Weekly Course Outline
| Weeks | Topics | Reading Material |
|---|---|---|
| 1 | Introduction to Data Mining | Ch 1 |
| 2 | Topics Related to Data Mining | Ch 2 |
| 3 | Data warehousing and Data Preprocessing | Ch 2 of additional textbook |
| 4 | Data Preparation and Discretization | Ch 3 of additional textbook |
| 5 | Introduction to Data Mining Techniques | Ch 3 |
| 6 | Characterization and Comparison | Ch 5 of additional textbook |
| 7-9 | Classification Algorithms | Ch4 |
| 10-11 | Association Rules | Ch 6 |
| 12-13 | Clustering | Ch 5 |
Exams
Students will be asked to do some homeworks. Each homework contains examples of application of data mining algorithms as well as questions about the alternative algorithms for some data mining algorithms. There will be a midterm on October 14, 2009. Project due date is December 7, 2009. This a firm date and no extension will be granted. There will be final exam on December 15th, 2009 at 10:15. Each project will be either implementation of comparisons between two data mining algorithms discussed in class. or analysis of additional literature assigned by instructor.

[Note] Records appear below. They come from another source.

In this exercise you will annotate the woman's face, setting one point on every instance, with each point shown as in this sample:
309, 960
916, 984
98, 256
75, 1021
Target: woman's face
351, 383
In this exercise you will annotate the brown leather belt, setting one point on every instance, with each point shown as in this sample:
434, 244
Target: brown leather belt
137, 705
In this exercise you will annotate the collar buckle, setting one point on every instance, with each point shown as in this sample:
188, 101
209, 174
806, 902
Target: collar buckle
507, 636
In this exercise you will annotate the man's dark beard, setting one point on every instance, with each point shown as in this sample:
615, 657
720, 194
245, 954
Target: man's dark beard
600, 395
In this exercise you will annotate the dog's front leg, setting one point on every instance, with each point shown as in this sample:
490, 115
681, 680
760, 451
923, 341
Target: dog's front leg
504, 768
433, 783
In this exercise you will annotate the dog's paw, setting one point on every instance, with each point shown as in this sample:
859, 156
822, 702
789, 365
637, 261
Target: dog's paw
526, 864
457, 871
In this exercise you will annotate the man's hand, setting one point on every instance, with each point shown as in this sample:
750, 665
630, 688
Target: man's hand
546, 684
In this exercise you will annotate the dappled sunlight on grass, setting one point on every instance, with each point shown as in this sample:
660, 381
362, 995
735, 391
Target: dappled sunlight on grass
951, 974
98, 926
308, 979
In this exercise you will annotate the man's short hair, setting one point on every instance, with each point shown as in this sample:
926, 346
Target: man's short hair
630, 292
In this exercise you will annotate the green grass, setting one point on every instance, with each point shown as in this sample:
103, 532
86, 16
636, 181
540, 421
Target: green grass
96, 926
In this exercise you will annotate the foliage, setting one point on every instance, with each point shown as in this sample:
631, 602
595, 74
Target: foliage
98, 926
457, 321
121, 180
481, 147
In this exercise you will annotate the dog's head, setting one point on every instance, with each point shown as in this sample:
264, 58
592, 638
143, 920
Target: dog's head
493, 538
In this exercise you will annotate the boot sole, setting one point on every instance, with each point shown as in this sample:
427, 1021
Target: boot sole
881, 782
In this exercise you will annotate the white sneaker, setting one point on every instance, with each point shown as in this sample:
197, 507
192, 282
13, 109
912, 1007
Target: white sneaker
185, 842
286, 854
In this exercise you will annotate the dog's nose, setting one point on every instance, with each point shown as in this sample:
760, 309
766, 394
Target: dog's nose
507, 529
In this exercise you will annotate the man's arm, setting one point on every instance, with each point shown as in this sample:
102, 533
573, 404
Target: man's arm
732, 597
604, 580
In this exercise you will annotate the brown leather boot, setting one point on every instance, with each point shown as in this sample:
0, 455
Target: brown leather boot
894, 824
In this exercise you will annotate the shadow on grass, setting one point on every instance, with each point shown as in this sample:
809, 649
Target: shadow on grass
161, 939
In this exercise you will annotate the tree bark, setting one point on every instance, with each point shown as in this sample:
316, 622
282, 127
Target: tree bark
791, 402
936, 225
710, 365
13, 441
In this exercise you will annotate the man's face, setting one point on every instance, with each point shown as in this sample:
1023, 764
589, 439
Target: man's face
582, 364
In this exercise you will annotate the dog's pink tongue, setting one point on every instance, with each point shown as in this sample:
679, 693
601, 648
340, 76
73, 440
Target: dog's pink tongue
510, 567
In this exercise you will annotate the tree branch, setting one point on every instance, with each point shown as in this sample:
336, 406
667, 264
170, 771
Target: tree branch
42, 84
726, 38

Requirements & Grading Policy
A student's grade is determined as a weighted average of homeworks (20%), project (20%), midterm (25%), and final exam (35%).
The official registration deadline for this course is 09/13/2009. University policy requires all students to be officially registered for each class they are attending. Students who are not officially registered for a course by published deadlines should not be attending classes and will not receive credit or a grade for the course. Each student must confirm enrollment by checking her/his class schedule (using Student Tools in FlashFast) prior to the deadline indicated. Registration errors must be corrected prior to the deadline. The last day to withdraw is 11/08/2009.